After reading the foreword, I did not foresee that each discourse would be so packed. I imagined short discourses that would focus on one area of how love is displayed through our actions. Instead, I found the first reflection to be much more in depth than I expected. The first discourse was on love’s fruit and how it can be recognized. However, the piece did not only compare love to a tree that yields fruit but it addressed subjects such as hypocrisy and deception and how they are an obstacle to love yielding its proper fruit. Within the discourse, there were a few passages that I found to be the most revealing–at least personally.
I have had many conversation about short-term mission trips with my roommate. We always say what we think and comment on what we have seen and the experiences we have had with such trips, but we are always left with one question: is it really for the good of others, or is it for our own good? There was a passage in the first discourse that quickly reminded me of said conversations:
“There are, indeed, acts which in a special sense are called works of love. But, in truth, because one makes charitable contributions, because he visits the widow and clothes the naked–his love is not necessarily demonstrated or made recognizable by such deeds, for one can perform works of love in an unloving, yes, even in a self-loving way, and when this is so, the works of love are nevertheless not the work of love” (30).
It makes me ask myself, when I think I do something for the good of others, is it them that I truly have in mind or am I acting to make myself feel better, look better?
Now, the second passage that called me to reflect further read,
“For the divine authority of the Gospel speaks not to one man about another man, not to you, the reader, about me, or to me about you–no, when the gospel speaks it speaks to the single individual.
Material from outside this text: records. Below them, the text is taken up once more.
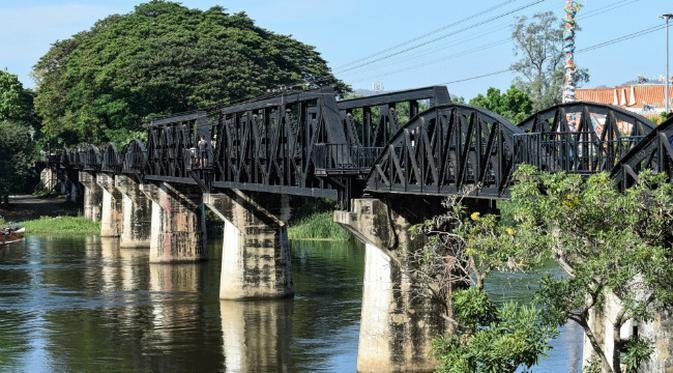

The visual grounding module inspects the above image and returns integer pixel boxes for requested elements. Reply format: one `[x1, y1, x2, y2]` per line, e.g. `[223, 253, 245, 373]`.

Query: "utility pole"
[661, 13, 673, 115]
[562, 0, 582, 102]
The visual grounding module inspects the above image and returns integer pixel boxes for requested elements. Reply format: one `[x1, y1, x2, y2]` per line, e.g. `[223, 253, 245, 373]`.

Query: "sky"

It does not speak about us men, you and me, but it speaks to us men, you and me, and it speaks about the requirement that love shall be known by its fruits” (31).
How many times have I judged others’ actions by placing them as self-loving, as opposed to seeking the good will of others? Perhaps, I should stop wondering about people and short-term mission trips. Maybe I should let them carry on with their action and let the Gospel speak to the single individual.
There is one last passage I want to leave with you to ponder on: “To cheat oneself out of love is the most terrible deception; it is an eternal loss for which there is no reparation, either in time or in eternity” (23-24).